Qualitative Analysis: Coding Project Report of a Virtual Interview Question

The virtual interview question: Explain what being a doctoral student means for you? How has your life changed since starting your doctoral journey?

Description of your coding process

The steps I followed in this coding process were to read the responses once, at least one week before this individual project assignment was due.  This allowed me to think of generic themes, and codes at a super high level throughout the week.  Then after the week was over, I quickly went to wordle.net to create a word cloud on the top 50 most used words in this virtual interview and found out the results below.

wordle

Figure 1: Screenshot for wordle.net results which were used to help develop sub-codes and codes, words that bigger appear more often in the virtual interview than those words that are smaller.
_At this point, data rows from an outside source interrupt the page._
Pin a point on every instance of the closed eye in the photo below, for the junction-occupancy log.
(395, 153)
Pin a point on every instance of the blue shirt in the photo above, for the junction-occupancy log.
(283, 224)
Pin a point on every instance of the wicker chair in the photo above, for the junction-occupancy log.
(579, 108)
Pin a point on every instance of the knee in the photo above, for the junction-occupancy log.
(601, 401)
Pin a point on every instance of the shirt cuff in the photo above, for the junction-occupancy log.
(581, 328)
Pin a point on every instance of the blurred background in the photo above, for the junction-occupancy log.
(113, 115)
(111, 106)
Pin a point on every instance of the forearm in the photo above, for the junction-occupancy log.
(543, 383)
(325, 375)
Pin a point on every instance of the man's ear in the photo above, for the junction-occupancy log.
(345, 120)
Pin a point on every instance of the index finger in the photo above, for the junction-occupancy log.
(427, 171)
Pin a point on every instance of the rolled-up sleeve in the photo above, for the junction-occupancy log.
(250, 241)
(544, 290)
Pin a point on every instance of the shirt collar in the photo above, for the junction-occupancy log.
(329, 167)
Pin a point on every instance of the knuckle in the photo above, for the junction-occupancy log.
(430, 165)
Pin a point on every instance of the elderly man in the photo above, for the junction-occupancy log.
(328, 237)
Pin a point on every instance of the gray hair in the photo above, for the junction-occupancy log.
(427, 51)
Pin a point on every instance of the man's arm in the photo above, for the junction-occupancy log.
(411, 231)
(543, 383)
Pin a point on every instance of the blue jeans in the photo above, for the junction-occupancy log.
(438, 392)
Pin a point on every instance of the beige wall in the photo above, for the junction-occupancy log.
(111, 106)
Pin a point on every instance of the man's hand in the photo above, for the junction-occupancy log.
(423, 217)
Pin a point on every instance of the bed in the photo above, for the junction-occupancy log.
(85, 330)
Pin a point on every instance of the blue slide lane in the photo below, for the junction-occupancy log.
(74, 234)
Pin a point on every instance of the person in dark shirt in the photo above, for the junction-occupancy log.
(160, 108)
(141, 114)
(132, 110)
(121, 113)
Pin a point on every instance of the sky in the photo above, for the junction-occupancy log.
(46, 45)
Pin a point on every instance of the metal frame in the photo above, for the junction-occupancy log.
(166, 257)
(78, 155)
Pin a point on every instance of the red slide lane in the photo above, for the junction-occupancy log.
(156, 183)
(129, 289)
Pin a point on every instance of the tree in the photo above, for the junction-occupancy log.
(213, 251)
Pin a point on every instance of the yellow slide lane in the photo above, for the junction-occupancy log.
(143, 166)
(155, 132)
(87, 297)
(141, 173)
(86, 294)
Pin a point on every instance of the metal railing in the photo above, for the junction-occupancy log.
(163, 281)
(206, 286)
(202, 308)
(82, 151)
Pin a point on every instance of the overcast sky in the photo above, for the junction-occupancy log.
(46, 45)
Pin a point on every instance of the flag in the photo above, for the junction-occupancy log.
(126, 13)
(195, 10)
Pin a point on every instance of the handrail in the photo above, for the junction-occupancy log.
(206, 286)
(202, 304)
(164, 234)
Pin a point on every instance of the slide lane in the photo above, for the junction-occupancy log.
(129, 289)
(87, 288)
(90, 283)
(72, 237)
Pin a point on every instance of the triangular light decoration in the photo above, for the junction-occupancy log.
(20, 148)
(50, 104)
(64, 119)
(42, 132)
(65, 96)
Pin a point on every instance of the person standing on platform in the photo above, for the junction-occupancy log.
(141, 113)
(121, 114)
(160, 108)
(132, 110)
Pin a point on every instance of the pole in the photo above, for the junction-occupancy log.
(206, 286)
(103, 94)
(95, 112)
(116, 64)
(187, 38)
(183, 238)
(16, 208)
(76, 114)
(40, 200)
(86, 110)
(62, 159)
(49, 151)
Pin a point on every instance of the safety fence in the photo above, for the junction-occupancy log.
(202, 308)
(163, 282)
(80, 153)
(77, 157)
The most telling themes from Figure 1 are: Time, Family, Life, Work, Student, Learning, Frist, Opportunity, Research, People, etc.  This helped create some codes and some of the sub-codes like prioritization, for family, etc.  Figure 1 has also helped me to confirm my ideas for codes that I have been thinking already in my head for the past week, thus I felt ready to begin coding.  After, deciding on the initial set of codes, I did some manual coding, while asking the questions: “What is the person saying? And how they are saying it? And could there be a double meaning in the sentences?”  The last question helped me identify if each sentence in this virtual interview had multiple codes within it.  I used QDA Miner Lite as my software of choice for coding, it is an open-source product and there are plenty of end-user tutorials made by different researchers from many fields on how to effectively use this software effectively on YouTube.  After the initial manual coding, I revisited the initial coding book.  Some of the subcodes that fell under betterment, were moved into the future code as it better fit that theme than just pure betterment. This reanalysis of coding went on for all codes.  As I re-read the responses for the third time, some new subcodes got added as well.  The reason for re-reading this virtual interview a third time was to make sure not many other codes could be created or were missing.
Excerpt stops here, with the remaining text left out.